The MESSENGER (Mercury Surface, Space Environment, Geochemistry and Ranging) spacecraft will make its very first flyby of the planet on January 14th at 2:04 EST. It will pass within 200 kilometers (124 miles) of the surface. During the flyby it will be taking images and scientific measurements of the planet’s features.

The data it will be taking this time around will complement the measurements it will make when finally in orbit. MESSENGER will map the composition of Mercury’s surface, capture images at a resolution of hundreds of meters, and measure the structure of the planet’s magnetosphere and magnetic and gravitational fields.

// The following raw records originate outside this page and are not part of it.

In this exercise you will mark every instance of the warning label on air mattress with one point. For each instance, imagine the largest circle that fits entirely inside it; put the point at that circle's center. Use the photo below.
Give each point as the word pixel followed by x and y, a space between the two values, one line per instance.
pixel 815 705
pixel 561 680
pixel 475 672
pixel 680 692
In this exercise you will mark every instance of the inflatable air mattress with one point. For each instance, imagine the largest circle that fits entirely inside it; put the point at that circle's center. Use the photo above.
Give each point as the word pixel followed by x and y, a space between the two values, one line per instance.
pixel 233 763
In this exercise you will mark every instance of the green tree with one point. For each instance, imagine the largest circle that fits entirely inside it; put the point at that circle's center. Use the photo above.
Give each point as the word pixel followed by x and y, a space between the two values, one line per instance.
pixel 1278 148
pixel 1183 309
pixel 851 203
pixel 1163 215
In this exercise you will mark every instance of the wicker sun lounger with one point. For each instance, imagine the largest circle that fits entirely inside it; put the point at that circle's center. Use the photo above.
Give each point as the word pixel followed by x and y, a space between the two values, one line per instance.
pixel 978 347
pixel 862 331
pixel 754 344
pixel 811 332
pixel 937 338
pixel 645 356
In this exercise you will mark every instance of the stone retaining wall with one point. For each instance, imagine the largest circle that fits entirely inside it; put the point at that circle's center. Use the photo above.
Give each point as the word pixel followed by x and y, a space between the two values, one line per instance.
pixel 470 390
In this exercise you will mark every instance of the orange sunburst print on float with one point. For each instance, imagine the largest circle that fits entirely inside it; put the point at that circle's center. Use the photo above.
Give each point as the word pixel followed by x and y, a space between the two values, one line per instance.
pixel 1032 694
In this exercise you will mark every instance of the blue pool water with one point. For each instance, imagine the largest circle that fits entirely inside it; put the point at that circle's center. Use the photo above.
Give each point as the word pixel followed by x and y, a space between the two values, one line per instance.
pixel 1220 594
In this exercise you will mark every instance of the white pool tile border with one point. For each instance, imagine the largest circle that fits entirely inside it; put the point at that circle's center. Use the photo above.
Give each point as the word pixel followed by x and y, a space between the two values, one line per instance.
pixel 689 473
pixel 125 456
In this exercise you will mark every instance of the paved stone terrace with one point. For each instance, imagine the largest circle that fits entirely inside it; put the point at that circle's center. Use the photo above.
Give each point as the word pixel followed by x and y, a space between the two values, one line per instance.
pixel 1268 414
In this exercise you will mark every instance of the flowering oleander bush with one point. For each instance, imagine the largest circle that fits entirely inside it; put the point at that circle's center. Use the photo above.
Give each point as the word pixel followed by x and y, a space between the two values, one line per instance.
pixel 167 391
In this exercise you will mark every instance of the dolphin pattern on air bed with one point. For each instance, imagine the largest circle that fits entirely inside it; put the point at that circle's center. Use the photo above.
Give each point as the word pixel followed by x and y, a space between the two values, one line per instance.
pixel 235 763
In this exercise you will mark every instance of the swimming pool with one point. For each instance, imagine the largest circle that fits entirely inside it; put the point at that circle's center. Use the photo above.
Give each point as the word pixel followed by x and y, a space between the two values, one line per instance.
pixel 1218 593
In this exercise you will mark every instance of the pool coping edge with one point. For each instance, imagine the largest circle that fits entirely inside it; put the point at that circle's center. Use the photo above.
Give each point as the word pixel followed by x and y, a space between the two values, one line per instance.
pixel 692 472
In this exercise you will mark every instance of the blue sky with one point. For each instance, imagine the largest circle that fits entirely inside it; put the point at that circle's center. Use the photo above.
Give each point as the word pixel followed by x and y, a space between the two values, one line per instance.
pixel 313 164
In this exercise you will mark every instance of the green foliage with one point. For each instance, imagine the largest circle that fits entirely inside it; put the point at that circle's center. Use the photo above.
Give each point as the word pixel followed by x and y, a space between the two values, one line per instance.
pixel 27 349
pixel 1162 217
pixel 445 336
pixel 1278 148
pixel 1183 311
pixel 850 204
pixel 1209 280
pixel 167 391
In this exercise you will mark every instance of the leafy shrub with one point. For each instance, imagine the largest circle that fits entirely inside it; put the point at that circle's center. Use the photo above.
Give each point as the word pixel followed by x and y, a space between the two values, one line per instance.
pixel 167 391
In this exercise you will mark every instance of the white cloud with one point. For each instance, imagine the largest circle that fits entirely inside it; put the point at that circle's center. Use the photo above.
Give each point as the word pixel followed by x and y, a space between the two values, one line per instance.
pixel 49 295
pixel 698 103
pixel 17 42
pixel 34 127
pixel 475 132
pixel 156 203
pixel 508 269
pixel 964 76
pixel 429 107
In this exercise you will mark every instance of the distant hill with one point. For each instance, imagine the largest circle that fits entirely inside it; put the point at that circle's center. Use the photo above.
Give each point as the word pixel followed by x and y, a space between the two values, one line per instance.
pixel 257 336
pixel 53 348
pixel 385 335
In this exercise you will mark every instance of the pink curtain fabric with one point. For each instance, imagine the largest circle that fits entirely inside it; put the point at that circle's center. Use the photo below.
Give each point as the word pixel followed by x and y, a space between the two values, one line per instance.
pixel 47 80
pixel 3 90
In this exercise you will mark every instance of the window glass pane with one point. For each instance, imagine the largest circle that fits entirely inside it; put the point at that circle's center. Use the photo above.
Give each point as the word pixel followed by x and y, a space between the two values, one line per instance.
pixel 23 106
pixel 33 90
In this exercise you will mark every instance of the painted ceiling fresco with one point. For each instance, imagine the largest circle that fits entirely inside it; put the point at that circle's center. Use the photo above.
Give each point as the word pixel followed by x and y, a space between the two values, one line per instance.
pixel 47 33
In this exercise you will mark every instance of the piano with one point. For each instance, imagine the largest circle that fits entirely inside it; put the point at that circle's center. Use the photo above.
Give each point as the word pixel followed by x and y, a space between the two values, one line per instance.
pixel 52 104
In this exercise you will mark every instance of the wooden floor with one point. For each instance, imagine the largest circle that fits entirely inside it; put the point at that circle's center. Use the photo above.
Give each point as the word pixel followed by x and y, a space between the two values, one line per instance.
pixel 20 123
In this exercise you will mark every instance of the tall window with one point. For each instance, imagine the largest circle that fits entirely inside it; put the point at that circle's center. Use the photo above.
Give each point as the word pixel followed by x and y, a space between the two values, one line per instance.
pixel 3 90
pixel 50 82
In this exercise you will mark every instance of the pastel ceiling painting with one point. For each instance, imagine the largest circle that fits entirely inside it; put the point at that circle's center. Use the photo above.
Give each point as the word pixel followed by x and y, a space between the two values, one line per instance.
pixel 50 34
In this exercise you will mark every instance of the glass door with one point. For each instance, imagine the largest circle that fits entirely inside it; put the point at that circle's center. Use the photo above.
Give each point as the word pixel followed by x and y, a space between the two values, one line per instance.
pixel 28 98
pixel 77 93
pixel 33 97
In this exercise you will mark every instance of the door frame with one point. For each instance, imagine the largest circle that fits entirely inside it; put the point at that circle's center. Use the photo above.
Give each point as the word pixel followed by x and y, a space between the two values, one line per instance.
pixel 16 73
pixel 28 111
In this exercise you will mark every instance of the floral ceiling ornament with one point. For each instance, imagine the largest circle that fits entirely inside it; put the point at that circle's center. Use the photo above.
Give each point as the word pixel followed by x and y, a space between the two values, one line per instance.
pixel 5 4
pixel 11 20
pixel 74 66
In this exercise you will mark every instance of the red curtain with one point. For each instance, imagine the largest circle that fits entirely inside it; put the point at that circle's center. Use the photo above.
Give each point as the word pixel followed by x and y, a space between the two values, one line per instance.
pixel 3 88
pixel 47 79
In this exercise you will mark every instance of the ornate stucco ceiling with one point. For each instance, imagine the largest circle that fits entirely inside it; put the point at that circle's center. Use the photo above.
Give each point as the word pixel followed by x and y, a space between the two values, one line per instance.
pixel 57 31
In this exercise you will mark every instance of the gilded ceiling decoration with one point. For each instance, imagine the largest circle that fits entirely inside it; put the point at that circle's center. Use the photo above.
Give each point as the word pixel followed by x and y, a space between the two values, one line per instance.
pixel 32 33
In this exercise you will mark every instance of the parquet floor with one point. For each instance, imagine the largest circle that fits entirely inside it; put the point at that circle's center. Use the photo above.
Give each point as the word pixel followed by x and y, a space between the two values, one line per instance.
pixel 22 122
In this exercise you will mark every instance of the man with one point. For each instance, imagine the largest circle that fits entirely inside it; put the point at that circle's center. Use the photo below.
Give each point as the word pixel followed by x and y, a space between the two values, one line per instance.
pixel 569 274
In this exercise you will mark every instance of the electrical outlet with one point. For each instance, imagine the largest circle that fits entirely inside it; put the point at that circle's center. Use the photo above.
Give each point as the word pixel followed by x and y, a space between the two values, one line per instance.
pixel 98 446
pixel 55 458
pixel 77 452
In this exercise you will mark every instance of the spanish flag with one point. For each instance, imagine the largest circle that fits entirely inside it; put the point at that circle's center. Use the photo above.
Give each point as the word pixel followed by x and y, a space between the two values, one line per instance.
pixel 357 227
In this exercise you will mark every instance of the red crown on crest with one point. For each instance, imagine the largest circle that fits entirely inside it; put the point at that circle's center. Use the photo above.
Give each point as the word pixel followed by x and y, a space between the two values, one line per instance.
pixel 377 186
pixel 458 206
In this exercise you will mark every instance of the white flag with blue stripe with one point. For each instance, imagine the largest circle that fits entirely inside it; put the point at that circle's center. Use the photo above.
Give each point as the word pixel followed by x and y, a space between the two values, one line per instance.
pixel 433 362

Monday’s flyby will be the first time a spacecraft has visited Mercury in 33 years, since Mariner 10 did a series of flybys in the mid-1970s. During that mission, the spacecraft only imaged one hemisphere of the planet. MESSENGER will complete the picture, so to speak, by taking close-up images for the very first time of the other hemisphere.

The flyby will allow the spacecraft to map several features of Mercury that it will not be able to measure when in orbit, such as the magnetotail – the drawn out tail of the planet’s magnetosphere as it travels through space. It will also take over 1,200 images of the planet.

MESSENGER was launched in August of 2004, and has been making its way to Mercury by a number of different flybys of the Earth and Venus. The journey, though, is far from over. The spacecraft will make two more flybys of Mercury in October 2008 and September 2009, finally settling into orbit of the planet in March 2011.

It will then start a yearlong comprehensive study with its seven scientific instruments. When the journey is over, it will have traveled 4.9 billion miles (7.9 billion kilometers).